Prafulla Dahanukar. Pics Courtesy/PDAF
Prafulla Dahanukar. Pics Courtesy/PDAF


Put together by the family, the retrospective will be mirrored by Prerna, an exhibition by 41 fellowship-awardees of the Prafulla Dahanukar Art Foundation (PDAF), which celebrates a decade of its own journey. “It is important to understand that she was also a patron of the arts, and went beyond her role as an artist. As important as it is to celebrate her as an artist, we thought it is also important to celebrate her role in sustaining a new generation of artists,” shares daughter Gopika Dahanukar.


A peer of artists like B Prabha and Nasreen Mohammedi, Dahanukar’s rise post her graduation from Sir JJ School of Art defined her. Citron, curator of Modern and Contemporary Asian and Asian Diaspora Art at the Asia Society Museum in New York, notes, “While Prafulla’s name and, to an extent, her canvases are well known, most audiences are not aware of the breadth of her practice across mediums as well as her key role in the development of modernist abstraction in India.”

Apte adds, “I would say Prafulla [Dahanukar] came to abstraction quite early in her career. She had received a scholarship from Stanley William Hayter’s art studio, Atelier 17, in the Paris of early 1960s. It allowed her to witness the abstract creations of post-World War II Paris, and also offered her the opportunity to produce prints that resolved abstraction in her own mind.”

Dr Beth Citron and Savita Apte
Dr Beth Citron and Savita Apte

The retrospective will delve into the very ‘Indian philosophy of abstraction’ that she defined, but also expand into her vast range. Citron points out, “Prafulla [Dahanukar] set herself apart in experimenting with various mediums from the beginning of her career.
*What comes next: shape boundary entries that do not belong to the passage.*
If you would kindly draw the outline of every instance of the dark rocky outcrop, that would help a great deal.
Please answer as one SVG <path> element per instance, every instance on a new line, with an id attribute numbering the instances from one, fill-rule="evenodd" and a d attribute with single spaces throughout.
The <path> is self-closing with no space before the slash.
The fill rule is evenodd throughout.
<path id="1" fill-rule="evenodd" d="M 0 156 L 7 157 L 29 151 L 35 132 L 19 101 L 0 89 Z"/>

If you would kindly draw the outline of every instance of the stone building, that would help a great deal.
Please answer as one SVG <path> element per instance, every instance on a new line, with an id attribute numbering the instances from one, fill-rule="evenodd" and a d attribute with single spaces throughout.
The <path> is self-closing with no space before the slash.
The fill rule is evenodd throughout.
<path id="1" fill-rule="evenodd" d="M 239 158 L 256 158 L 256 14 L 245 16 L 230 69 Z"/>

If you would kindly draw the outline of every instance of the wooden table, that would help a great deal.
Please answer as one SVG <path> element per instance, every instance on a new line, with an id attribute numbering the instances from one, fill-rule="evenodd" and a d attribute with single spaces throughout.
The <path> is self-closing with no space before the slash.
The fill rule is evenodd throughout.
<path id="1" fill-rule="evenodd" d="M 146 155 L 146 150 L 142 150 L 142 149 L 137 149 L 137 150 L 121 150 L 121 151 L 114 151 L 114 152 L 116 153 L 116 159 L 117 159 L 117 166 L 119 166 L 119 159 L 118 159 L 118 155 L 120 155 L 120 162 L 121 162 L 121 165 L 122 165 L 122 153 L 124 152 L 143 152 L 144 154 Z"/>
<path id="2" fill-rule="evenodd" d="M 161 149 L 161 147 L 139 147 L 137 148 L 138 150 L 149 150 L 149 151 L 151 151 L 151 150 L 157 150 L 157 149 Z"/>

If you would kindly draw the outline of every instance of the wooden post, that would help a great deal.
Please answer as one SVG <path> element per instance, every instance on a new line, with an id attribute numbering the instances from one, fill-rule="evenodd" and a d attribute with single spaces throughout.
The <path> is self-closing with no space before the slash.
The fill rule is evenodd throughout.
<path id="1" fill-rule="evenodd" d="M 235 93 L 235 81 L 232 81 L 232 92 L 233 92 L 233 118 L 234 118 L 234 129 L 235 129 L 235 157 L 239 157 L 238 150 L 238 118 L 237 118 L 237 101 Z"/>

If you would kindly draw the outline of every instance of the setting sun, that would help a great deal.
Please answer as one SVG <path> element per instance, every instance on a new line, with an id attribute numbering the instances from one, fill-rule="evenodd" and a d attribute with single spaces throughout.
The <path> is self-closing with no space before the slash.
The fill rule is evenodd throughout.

This included an important series of prints made at Atelier 17 in Paris in 1961, and more sustainedly her work in ceramic and other mediums for murals and public art installations in Mumbai and beyond.”
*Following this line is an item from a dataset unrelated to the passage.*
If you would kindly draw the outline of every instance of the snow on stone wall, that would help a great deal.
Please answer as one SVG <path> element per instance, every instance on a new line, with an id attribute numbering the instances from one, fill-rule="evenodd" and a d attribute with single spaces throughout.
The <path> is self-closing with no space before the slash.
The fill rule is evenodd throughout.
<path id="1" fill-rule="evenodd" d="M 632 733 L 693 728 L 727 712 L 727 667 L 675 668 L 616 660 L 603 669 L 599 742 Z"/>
The murals, for instance, are an example of pioneering work. Starting with the famed mural on the side of the Shiv Sagar Estate built by IM Kadri in Worli, Dahanukar went on to create many more in Mumbai, as well as in the Middle East. “As far as we are able to discern, she was one of the first women to have been granted large mural projects. There were muralists before her, but they were all men as far as we can tell,” Apte shares.
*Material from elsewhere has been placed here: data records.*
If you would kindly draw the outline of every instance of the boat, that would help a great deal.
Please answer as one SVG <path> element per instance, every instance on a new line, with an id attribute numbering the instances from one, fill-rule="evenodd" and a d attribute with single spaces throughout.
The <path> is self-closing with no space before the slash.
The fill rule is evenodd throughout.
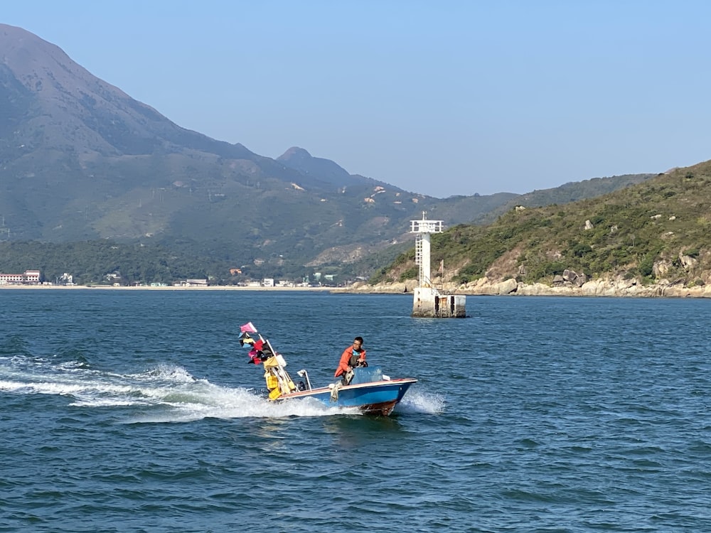
<path id="1" fill-rule="evenodd" d="M 410 385 L 417 382 L 412 377 L 391 378 L 383 373 L 380 367 L 365 363 L 353 368 L 353 375 L 346 382 L 339 379 L 336 383 L 314 388 L 305 369 L 296 372 L 301 378 L 298 382 L 292 379 L 284 356 L 251 322 L 240 326 L 240 343 L 251 348 L 249 362 L 263 366 L 268 397 L 273 402 L 314 398 L 329 407 L 354 407 L 365 414 L 387 416 Z"/>

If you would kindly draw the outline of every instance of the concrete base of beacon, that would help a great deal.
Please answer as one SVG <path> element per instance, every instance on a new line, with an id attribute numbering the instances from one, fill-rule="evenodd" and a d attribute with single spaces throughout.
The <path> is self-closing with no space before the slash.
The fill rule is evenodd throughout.
<path id="1" fill-rule="evenodd" d="M 464 318 L 466 316 L 466 296 L 464 294 L 440 294 L 431 287 L 415 287 L 412 296 L 412 317 Z"/>

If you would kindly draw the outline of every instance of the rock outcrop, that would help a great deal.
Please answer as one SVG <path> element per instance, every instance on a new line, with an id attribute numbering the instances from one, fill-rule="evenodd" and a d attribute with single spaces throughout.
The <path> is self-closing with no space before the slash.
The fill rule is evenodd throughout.
<path id="1" fill-rule="evenodd" d="M 621 278 L 593 279 L 582 283 L 579 283 L 579 280 L 580 277 L 576 275 L 572 277 L 572 281 L 564 281 L 551 286 L 542 283 L 528 284 L 517 282 L 513 279 L 503 281 L 493 281 L 484 277 L 464 285 L 445 284 L 437 289 L 443 293 L 464 295 L 711 298 L 711 285 L 688 287 L 683 284 L 667 279 L 661 279 L 657 283 L 650 284 L 642 284 L 635 279 Z M 365 282 L 358 282 L 348 287 L 334 289 L 333 292 L 410 294 L 415 284 L 414 281 L 380 285 L 368 285 Z"/>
The art historian has been searching through the archives for images of these murals for her upcoming book on the artist and her journey, created in collaboration with the family, to release next year. She will also join Gopika and Citron in a panel talk presented by Asia Society India, Ecologies of Abstraction, to explore Dahanukar’s groundbreaking contributions. The artist’s daughter Gauri Mehta adds, “Her love for experimenting with materials and ceramics in public art murals gradually matured into more introspective and abstract expressions.”

For Citron though, the diversity of the retrospective adds to its value. “There are so many jewels in the exhibition, but in terms of emotional intensity I would draw your attention to the early watercolours that were part of her 1961-62 sketchbook — these give an incredible sense of her hand as she worked through the possibilities of abstraction at that moment.”

Like the person herself, there are multiple facets to her art that make Prafulla Dahanukar interesting for art lovers, historians and students today.
 
FROM December 10, 
6 pm (preview); December 11 to December 16, 
11 am to 7 pm AT Jehangir Art Gallery, Kala Ghoda, Fort.